Mercado said the family was told that, if they didn’t like it, “you can pack up your things and go.”  

She said the family was having a difficult time making the monthly rent as it was, and when presented with a rate increase with the new contract, there were some difficult decisions that had to be made. 

“We said we wanted to sell the business,” Jesse Mercado said, recalling the events. “At first, (Goodman) was on board with it. He supposedly found somebody that was interested in buying.” 

Mercado said they began to tell the community that her father was retiring, and rumors began to circulate in the community around that time that “The Original Saugus Cafe” would be no more. 

Jesse Mercado said that, at this point, Goodman changed his tune toward them and became upset at them because “the media got involved,” recalling her conversations about it. She said Tuesday she still didn’t understand why that was an issue. 

Goodman said he was the one who had “to make all the hard decisions,” after having several conversations with the Mercados. He would have been fine with them staying there, he said. He tries to keep his tenants in and had no animosity toward the family, he said Tuesday. 

According to Goodman, Alfredo Mercado told his landlord initially that his family didn’t want to keep the restaurant, then changed his mind approximately three weeks ago and wanted to keep it and then changed his mind again. 

“I said, ‘Fine,’ then I got out and got someone to take it over,” Goodman said.  

Goodman said he ended up contacting Eduardo Reyna, the current operator of Dario’s on Camp Plenty Road in Canyon Country, with whom he had developed a friendship over the years. 

Goodman and Reyna confirmed plans to meet Wednesday when the new keys would be handed over, but Reyna also said he had yet to complete the preparations for his new kitchen. 

Goodman disputed any claims that the Arklin family didn’t own the name, when asked about the Mercado family’s claim of their intent to sell the business. 

“They don’t have nothing to sell. I own everything,” Goodman said with a chuckle. “We own the cafe. We own the building. The stove. The dishes. The forks. We own everything in there — the Arklin family, which is North Valley Construction.” 

While property records indicate the physical property has been with the Arklin family for decades, there may still be a question about the restaurant’s intellectual property. 

Jesse Mercado said Tuesday that, when her father purchased the restaurant, it had a slightly different name, The Olde Saugus Cafe, according to records online, and it was facing significant debt. The articles of incorporation for that name were suspended by the state in 2001. 

The old owner signed off on the name change to The Original Saugus Cafe, she said, which the previous owner had to approve because it was so similar. That was how her father became involved in ownership of The Original Saugus Cafe name. 

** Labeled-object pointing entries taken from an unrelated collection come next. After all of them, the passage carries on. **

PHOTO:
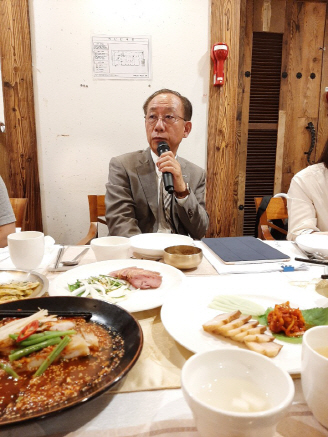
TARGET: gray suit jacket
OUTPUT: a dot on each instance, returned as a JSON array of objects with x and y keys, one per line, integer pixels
[{"x": 132, "y": 193}]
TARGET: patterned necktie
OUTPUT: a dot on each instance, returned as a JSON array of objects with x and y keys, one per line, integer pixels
[{"x": 167, "y": 203}]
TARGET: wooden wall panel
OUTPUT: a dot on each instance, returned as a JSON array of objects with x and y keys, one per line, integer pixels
[
  {"x": 304, "y": 35},
  {"x": 222, "y": 148},
  {"x": 322, "y": 136},
  {"x": 244, "y": 85},
  {"x": 16, "y": 66},
  {"x": 269, "y": 16}
]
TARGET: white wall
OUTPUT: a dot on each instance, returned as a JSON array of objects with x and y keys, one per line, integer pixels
[{"x": 80, "y": 128}]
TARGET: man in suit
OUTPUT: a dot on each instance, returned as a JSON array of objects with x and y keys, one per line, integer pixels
[{"x": 134, "y": 191}]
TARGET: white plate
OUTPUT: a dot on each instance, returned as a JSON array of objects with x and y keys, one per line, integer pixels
[
  {"x": 8, "y": 275},
  {"x": 184, "y": 314},
  {"x": 140, "y": 300},
  {"x": 312, "y": 243},
  {"x": 154, "y": 244}
]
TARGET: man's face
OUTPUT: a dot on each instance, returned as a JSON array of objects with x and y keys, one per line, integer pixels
[{"x": 161, "y": 106}]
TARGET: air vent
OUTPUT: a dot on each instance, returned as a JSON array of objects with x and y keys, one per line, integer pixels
[{"x": 264, "y": 112}]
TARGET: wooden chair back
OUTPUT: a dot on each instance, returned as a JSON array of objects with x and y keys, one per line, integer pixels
[
  {"x": 96, "y": 209},
  {"x": 19, "y": 206},
  {"x": 276, "y": 209}
]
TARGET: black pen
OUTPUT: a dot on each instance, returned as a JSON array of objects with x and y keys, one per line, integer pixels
[{"x": 312, "y": 261}]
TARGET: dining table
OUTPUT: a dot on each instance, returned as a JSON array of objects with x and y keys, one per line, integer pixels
[{"x": 149, "y": 401}]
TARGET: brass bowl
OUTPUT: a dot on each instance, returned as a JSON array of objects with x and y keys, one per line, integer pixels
[{"x": 183, "y": 257}]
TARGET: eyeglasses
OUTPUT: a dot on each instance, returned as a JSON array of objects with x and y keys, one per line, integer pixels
[{"x": 167, "y": 119}]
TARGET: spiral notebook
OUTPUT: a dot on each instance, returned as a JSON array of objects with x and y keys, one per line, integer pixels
[{"x": 243, "y": 250}]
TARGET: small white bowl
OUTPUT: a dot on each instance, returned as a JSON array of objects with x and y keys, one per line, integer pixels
[
  {"x": 111, "y": 248},
  {"x": 314, "y": 373},
  {"x": 153, "y": 245},
  {"x": 314, "y": 243},
  {"x": 211, "y": 381}
]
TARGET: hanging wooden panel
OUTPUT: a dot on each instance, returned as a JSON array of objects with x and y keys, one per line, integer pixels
[{"x": 263, "y": 122}]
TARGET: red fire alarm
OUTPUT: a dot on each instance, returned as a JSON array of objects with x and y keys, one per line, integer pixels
[{"x": 219, "y": 54}]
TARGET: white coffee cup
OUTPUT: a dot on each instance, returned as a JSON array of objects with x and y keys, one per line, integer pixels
[
  {"x": 26, "y": 249},
  {"x": 314, "y": 372},
  {"x": 235, "y": 392},
  {"x": 111, "y": 248}
]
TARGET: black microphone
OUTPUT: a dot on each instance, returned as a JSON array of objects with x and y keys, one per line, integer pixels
[{"x": 167, "y": 177}]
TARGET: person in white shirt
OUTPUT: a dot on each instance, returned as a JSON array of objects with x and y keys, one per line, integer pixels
[{"x": 308, "y": 199}]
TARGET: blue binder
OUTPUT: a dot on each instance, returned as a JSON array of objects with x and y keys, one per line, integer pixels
[{"x": 232, "y": 250}]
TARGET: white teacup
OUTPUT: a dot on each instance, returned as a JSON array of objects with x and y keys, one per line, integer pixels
[
  {"x": 314, "y": 371},
  {"x": 235, "y": 392},
  {"x": 111, "y": 248},
  {"x": 26, "y": 249}
]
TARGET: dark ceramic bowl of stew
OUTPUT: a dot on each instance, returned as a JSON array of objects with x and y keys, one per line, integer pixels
[{"x": 124, "y": 336}]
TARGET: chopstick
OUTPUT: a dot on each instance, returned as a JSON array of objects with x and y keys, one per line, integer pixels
[
  {"x": 312, "y": 261},
  {"x": 26, "y": 313}
]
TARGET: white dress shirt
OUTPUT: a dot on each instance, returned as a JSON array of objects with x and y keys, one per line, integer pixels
[
  {"x": 163, "y": 226},
  {"x": 308, "y": 203}
]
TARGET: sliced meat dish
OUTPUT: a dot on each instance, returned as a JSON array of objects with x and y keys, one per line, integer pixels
[{"x": 139, "y": 278}]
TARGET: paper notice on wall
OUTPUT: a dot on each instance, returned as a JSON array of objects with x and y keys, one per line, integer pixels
[{"x": 121, "y": 57}]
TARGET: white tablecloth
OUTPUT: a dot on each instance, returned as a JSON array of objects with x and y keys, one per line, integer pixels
[{"x": 155, "y": 412}]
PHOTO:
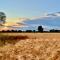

Business records available online indicate The Original Saugus Cafe was formed under the name of Gaye Libby — described in a 1998 media report as a longtime waitress who bought The Original Saugus Cafe with a “longer-time former bartender,” who was the elder Mercado. That filing was listed as possibly suspended in 2013, suspended in 2014 and then listed for a legacy amendment. (There are no records available online for the first filing of “Saugus Cafe” as Saugus Cafe Inc., which happened in 1964.) 

Mercado refiled the name as a single-member LLC in October 2020. The filing was listed as suspended in 2021, and then a statement of information under the same name and number was filed by Alfredo Mercado — dated Monday.  

Goodman said Tuesday he has a filing scheduled for the name with the state of California.  

When asked if the restaurant would open under a new name Jan. 16, Goodman said: 

“No. It’s going to be the Saugus Cafe. It’ll be ‘The Original Saugus Cafe’ … or the old, I don’t know, ‘The Old Saugus Cafe’ — I don’t know, but it’ll have Saugus Cafe on there.”